Starting with my own area of expertise – web site creation. If your web site isn’t on Google’s first couple of pages for your search terms – you’re effectively off the market. Why? Because no matter what FTC would do, we, the people, will “google it” first. Google didn’t just buy those 80% of search market – we handed it to them on our own.
If your video isn’t on YouTube – there’s hardly any substitute on that. Recent TechCrunch post on percentage shares of US video streams confirms that. I don’t remember YouTube stalking me with a bat to make me use their services.
Next – social networking. While MySpace/Facebook/Ning leave some room for competition, Twitter is the only game in town so far and so are Flickr, Last.fm and LinkedIn (to a point).
It’s not that these companies are brutal in extinguishing their competition, something Microsoft did to Netscape back in the old age of browser wars.

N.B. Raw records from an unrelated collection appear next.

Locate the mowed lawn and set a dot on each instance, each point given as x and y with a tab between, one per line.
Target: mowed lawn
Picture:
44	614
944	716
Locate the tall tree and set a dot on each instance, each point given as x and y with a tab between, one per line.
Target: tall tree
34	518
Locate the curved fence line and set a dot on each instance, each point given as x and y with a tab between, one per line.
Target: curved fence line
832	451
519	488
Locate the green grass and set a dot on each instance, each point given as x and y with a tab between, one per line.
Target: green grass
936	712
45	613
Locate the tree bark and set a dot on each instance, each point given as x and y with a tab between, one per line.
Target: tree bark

Also, there are alternatives – technically speaking. But there is no real competition in terms of services’ social population and amount of interaction one would encounter. Heck, the reason Twitter crumbles every now and then because there is no competition, so there is no other place to tweet. It’s just that after we played with most social web sites out there, we tend to come back to one or two most populated, since being where the social action occurs is the whole point of exercise.